Re: What is the type of vector signed + vector unsigned?
On Tue, Dec 29, 2020 at 8:19 PM Alexander Monakov wrote: > > On Tue, 29 Dec 2020, Richard Biener via Gcc wrote: > > > >I think clang follows gcc and uses the type of the first operand. > > > > The desired behavior is the one that OpenCL specifies. If it is > > implementation > > defined we should document behavior. I agree symmetry is nice but eventually > > the current C behavior is what OpenCL specifies. > > Where does OpenCL specify that? Checking the 1.2 OpenCL standard I see the > opposite (the code would fail to compile): > > 6.2.1 > Implicit Conversions > > [...] > > Implicit conversions between built-in vector data types are disallowed. But then in 6.4 it says operations operate component-wise not saying anything about type requirements ... which suggests that int4 i; uint4 u; i = i + u; is valid and is implemented as in C i.x = i.x + u.x; i.y = i.y + u.y; ... and C then doing the appropriate implicit conversions. So yes, OpenCL doesn't specify implicit conversions and 6.4 suggests that components are promoted as to C rules which means the current C implementation matches neither. Note changing the C frontend can change operation outcome. IIRC we at some point decided to allow implicit sign conversions (we don't implement convert_VECTOR_TYPE nor clangs convert_vector). Richard. > Alexander
Re: What is the type of vector signed + vector unsigned?

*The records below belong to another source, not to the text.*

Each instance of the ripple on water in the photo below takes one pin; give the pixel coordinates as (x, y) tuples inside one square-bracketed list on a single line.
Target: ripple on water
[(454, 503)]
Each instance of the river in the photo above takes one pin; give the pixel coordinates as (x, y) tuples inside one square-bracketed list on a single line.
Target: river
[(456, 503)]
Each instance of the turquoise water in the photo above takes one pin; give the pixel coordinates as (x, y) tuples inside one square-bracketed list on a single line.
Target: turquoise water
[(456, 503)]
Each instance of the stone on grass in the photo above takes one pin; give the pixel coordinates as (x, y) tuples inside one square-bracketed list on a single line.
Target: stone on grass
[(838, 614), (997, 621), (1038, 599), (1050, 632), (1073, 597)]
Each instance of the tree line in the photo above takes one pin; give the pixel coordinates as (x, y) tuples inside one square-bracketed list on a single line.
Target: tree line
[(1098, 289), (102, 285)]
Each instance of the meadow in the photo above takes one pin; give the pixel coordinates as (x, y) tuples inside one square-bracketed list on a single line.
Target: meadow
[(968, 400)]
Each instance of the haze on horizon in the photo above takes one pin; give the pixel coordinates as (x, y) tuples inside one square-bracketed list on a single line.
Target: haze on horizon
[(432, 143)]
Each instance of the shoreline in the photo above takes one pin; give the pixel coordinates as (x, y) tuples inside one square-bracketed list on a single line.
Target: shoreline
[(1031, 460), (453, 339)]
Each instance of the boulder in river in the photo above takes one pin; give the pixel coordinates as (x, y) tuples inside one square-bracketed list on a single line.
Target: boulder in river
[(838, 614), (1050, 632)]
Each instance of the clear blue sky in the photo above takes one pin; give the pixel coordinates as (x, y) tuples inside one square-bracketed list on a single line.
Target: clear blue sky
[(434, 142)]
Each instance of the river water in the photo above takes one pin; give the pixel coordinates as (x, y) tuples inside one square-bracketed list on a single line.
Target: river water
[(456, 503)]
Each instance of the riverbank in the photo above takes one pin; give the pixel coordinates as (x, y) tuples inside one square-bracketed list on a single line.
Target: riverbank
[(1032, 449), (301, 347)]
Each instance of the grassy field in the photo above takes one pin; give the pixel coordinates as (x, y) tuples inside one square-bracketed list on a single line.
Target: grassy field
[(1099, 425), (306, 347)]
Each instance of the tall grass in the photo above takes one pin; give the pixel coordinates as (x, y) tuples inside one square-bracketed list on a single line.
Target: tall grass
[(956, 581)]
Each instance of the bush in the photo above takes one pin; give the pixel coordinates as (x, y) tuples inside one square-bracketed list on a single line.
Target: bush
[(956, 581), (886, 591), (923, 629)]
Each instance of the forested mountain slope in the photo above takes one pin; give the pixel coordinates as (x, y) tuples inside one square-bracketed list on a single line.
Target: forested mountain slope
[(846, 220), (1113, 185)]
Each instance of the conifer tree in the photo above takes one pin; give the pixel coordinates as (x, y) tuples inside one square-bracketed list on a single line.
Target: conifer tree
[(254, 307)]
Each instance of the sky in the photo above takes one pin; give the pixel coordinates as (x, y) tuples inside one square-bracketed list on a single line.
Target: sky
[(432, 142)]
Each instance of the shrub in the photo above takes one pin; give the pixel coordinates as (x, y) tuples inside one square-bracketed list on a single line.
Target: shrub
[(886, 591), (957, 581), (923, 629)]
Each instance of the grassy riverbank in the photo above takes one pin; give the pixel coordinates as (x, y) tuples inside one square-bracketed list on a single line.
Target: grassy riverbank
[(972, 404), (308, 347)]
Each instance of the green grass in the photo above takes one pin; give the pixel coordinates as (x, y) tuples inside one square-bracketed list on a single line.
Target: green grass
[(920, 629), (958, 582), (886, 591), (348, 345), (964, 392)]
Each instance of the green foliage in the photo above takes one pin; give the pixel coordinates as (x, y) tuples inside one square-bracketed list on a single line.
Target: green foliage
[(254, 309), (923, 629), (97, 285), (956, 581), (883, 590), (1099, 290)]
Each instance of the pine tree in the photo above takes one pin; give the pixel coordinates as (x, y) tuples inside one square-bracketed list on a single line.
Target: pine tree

On Tue, 29 Dec 2020, Richard Biener via Gcc wrote: > >I think clang follows gcc and uses the type of the first operand. > > The desired behavior is the one that OpenCL specifies. If it is implementation > defined we should document behavior. I agree symmetry is nice but eventually > the current C behavior is what OpenCL specifies. Where does OpenCL specify that? Checking the 1.2 OpenCL standard I see the opposite (the code would fail to compile): 6.2.1 Implicit Conversions [...] Implicit conversions between built-in vector data types are disallowed. Alexander
Re: What is the type of vector signed + vector unsigned?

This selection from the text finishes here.